“Nasıl o olabilir…?” Nie Yan kendi kendine mırıldandı. Muhteşem Bladelight ile hiçbir ilişkisi olmamasına rağmen, geçmiş yaşamında oldukça etkili olduğu için bu ismi yine de tanıyordu.
Bladelight, oyundaki ilk üç Dövüşçü arasında yer aldığı için etkileyici bir üne sahipti. Bununla birlikte, kendisi ve iki rakibi arasındaki küçük fark nedeniyle sıralamalar, güçlerinin yetersiz bir göstergesiydi. Bu, başkalarının kimin gerçekten üstün olduğunu belirlemesini neredeyse imkansız hale getirdi; bu nedenle, mutlak en güçlü olmasa da, Bladelight hala Nie Yan'ın duyduğu bir ünlüydü.
Şimdi Nie Yan bunu düşündüğüne göre, Muhteşem Bladelight ile ilgili bir hikaye olduğunu hatırlıyor gibiydi. Hei Zhuo (Siyah Harika) adlı bir Elementalist olan arkadaşlarından biri hakkındaydı. Birlikte Engelsiz adlı bir lonca kuran ikili, en yakın arkadaşlar olarak görülüyordu. Ancak Bladelight, Engelsiz'i yönetmeyi pek umursamadı, bu nedenle lonca üzerindeki tam yetki sonunda Hei Zhuo'ya geçti. Daha sonra Bladelight, kız arkadaşının Hei Zhuo ile bir ilişkisi olduğunu öğrendi ve tabii ki bunun olduğuna dair hiçbir fikri yoktu. Gururlu ve kibirli bir insandı, bu kadar aşağılanmaya nasıl dayanabilirdi? Misilleme olarak birçok kardeşini uzaklaştırdı ve loncadan ayrıldı. O andan itibaren Engelsiz, uzlaşmaz farklılıklarla iki gruba ayrıldı. Sonrasında ne olduğuna gelince... Bladelight bir tür kahraman olarak kabul edilebilirdi; verdiği sözleri tutar, sadakate değer verirdi ve diğer oyuncular arasında büyük saygı görürdü. Dahası, kimse onun oyundaki en iyi üç Dövüşçüden biri olduğuna itiraz etmedi. Bu nedenle, Bladelight olmadan Engelsiz sürekli bir düşüşe geçti ve sonunda ikinci sınıf bir loncaya dönüştü.
Bladelight, üç Aslan'a direnirken, omurgasından aşağı soğuk bir ürperti hissetti ve kalbinde tuhaf bir duygu yükseldi. Dövüşürken sürekli olarak geri çekildi, ara sıra etrafına bakmak için arkasına baktı, ancak boşluktan başka bir şey görmedi.
Ancak içgüdüleri ona asla ihanet etmezdi.
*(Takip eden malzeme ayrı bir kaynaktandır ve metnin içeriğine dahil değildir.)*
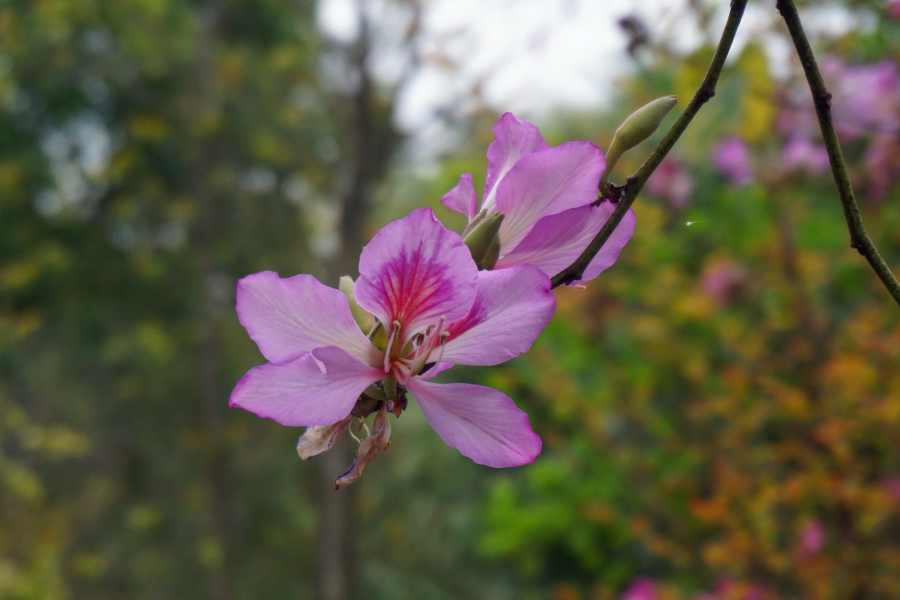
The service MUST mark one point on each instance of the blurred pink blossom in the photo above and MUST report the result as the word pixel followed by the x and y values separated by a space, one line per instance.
pixel 865 97
pixel 811 539
pixel 802 154
pixel 882 166
pixel 642 588
pixel 672 182
pixel 732 158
Bu tuhaf hissin bir Hırsızın bakışından geldiğini biliyordu.
Farkındalıkta altı puan olmasına rağmen, hala karşı tarafın konumunu tespit edemiyordu. Bu sıradan bir Hırsız değil!
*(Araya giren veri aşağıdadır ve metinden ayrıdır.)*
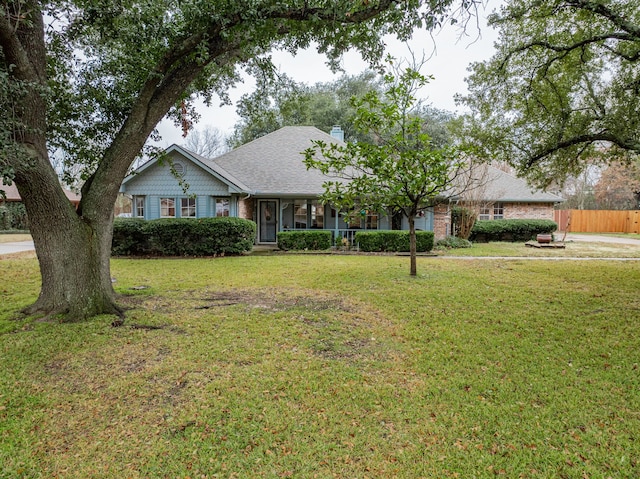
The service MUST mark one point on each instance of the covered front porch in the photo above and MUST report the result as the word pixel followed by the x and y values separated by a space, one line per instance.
pixel 273 215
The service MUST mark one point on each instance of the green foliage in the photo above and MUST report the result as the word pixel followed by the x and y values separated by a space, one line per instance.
pixel 511 230
pixel 453 242
pixel 403 170
pixel 375 241
pixel 563 88
pixel 304 240
pixel 13 216
pixel 182 237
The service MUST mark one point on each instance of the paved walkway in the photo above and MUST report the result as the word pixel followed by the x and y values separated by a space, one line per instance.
pixel 16 247
pixel 598 238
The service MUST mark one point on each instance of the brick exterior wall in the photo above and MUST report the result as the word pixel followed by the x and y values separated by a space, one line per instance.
pixel 441 221
pixel 529 211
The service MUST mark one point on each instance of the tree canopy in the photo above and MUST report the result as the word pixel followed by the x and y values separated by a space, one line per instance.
pixel 91 80
pixel 400 170
pixel 563 87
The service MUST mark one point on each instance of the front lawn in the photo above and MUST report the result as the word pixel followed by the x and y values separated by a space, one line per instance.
pixel 329 366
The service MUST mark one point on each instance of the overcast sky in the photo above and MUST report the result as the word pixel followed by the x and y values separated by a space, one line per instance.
pixel 449 56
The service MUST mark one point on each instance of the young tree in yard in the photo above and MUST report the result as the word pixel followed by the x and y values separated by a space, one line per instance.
pixel 564 83
pixel 401 171
pixel 91 80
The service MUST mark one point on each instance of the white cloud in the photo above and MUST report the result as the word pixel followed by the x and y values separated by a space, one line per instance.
pixel 449 56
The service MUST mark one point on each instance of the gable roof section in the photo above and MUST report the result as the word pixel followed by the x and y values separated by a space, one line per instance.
pixel 273 164
pixel 235 185
pixel 503 187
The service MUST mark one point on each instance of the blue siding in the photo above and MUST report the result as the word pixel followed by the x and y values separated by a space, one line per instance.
pixel 157 182
pixel 158 179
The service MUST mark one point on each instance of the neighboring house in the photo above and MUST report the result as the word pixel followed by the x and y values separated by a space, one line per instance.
pixel 266 181
pixel 12 195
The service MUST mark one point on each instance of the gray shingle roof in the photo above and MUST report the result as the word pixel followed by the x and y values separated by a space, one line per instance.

"Kardeş, madem buradasın, neden kendini göstermiyorsun? Benim adım Muhteşem Bladelight. Saldırmaya karar verdiyseniz, her halükarda işim bittiği için mücadele etmeye kalkışmayacağım. Ancak, beni kurtarmaya istekliysen, teşekkürlerimi kabul edeceksin. Ayrıca bu iyiliği hatırlayacağıma dair adıma yemin bile edebilirim.” Bladelight net bir tonda konuştu. Aynı anda geride kalan Aslan, sakat durumundan kurtularak iki arkadaşına katıldı. Üçü de öne atıldı ve saldırılarını yoğunlaştırdı.
Hıh? Beni fark edebileceğini düşünmemiştim. Nie Yan kısa bir süre düşündü. Bladelight'ı öldürürse yalnızca tek bir ekipman parçası elde edebilirdi. Edindiği ekipman mesleği için değildi ve değerine çok değer verdiği bir şey değildi. Buna karşılık, birinci sınıf bir Dövüşçü tarafından iyilik borçlu olmak, tek bir ekipman parçasından çok daha çekiciydi. Dahası, önceki hayatından, Bladelight'ın güvenilir biri olarak tanındığını biliyordu.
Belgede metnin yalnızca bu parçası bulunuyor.